Patch is 43.79 KiB, truncated to 20.00 KiB below, full version: https://github.com/llvm/llvm-project/pull/77473.diff

6 Files Affected:

(modified) llvm/lib/Target/RISCV/RISCVISelLowering.cpp (+9-6)
(modified) llvm/lib/Target/RISCV/RISCVISelLowering.h (+2)
(modified) llvm/lib/Target/RISCV/RISCVInstrInfoVSDPatterns.td (+19-14)
(modified) llvm/lib/Target/RISCV/RISCVInstrInfoVVLPatterns.td (+22-16)

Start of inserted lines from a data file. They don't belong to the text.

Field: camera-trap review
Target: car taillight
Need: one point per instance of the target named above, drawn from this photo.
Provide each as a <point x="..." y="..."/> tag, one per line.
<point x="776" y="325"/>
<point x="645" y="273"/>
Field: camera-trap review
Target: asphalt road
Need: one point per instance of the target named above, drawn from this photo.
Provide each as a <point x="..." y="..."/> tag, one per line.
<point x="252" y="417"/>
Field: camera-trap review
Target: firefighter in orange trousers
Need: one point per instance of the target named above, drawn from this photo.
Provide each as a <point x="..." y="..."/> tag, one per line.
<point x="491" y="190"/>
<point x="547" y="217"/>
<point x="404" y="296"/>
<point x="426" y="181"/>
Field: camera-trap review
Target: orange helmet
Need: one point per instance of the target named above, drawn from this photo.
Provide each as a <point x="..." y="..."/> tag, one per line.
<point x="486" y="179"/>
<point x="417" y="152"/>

(modified) llvm/test/CodeGen/RISCV/rvv/fixed-vectors-vaaddu.ll (+280-25)
(modified) llvm/test/CodeGen/RISCV/rvv/vaaddu-sdnode.ll (+272-23)

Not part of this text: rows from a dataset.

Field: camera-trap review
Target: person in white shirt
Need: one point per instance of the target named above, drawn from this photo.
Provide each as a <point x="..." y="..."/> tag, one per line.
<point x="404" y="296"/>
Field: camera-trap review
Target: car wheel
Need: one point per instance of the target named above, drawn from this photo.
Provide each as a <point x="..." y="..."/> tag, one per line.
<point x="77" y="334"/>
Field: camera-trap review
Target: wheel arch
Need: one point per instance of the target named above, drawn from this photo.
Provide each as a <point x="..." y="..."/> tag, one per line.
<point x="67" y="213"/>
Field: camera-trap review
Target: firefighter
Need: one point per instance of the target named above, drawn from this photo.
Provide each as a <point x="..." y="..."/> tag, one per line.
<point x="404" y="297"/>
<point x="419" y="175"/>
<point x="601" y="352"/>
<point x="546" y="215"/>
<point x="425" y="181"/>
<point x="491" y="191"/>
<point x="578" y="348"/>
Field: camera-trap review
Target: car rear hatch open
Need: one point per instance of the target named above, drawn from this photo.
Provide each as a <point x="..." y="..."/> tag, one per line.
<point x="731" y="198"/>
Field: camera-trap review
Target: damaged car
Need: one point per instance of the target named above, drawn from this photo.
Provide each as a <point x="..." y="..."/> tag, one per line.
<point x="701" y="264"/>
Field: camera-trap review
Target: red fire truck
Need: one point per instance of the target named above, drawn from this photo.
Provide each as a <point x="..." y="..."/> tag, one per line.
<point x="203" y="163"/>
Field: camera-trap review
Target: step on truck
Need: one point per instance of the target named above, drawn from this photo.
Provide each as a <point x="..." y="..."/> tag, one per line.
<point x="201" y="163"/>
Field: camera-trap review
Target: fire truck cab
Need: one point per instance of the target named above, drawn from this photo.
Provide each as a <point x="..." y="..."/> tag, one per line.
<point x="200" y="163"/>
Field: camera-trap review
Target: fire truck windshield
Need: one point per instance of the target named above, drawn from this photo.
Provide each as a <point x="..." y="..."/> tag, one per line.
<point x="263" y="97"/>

diff --git a/llvm/lib/Target/RISCV/RISCVISelLowering.cpp b/llvm/lib/Target/RISCV/RISCVISelLowering.cpp
index a5b33e8e293a17..1a5886f6d00f2a 100644
--- a/llvm/lib/Target/RISCV/RISCVISelLowering.cpp
+++ b/llvm/lib/Target/RISCV/RISCVISelLowering.cpp
@@ -814,8 +814,8 @@ RISCVTargetLowering::RISCVTargetLowering(const TargetMachine &TM,
       setOperationAction({ISD::FP_TO_SINT_SAT, ISD::FP_TO_UINT_SAT}, VT,
                          Custom);
       setOperationAction({ISD::LRINT, ISD::LLRINT}, VT, Custom);
-      setOperationAction({ISD::AVGFLOORU, ISD::SADDSAT, ISD::UADDSAT,
-                          ISD::SSUBSAT, ISD::USUBSAT},
+      setOperationAction({ISD::AVGFLOORU, ISD::AVGCEILU, ISD::SADDSAT,
+                          ISD::UADDSAT, ISD::SSUBSAT, ISD::USUBSAT},
                          VT, Legal);
 
       // Integer VTs are lowered as a series of "RISCVISD::TRUNCATE_VECTOR_VL"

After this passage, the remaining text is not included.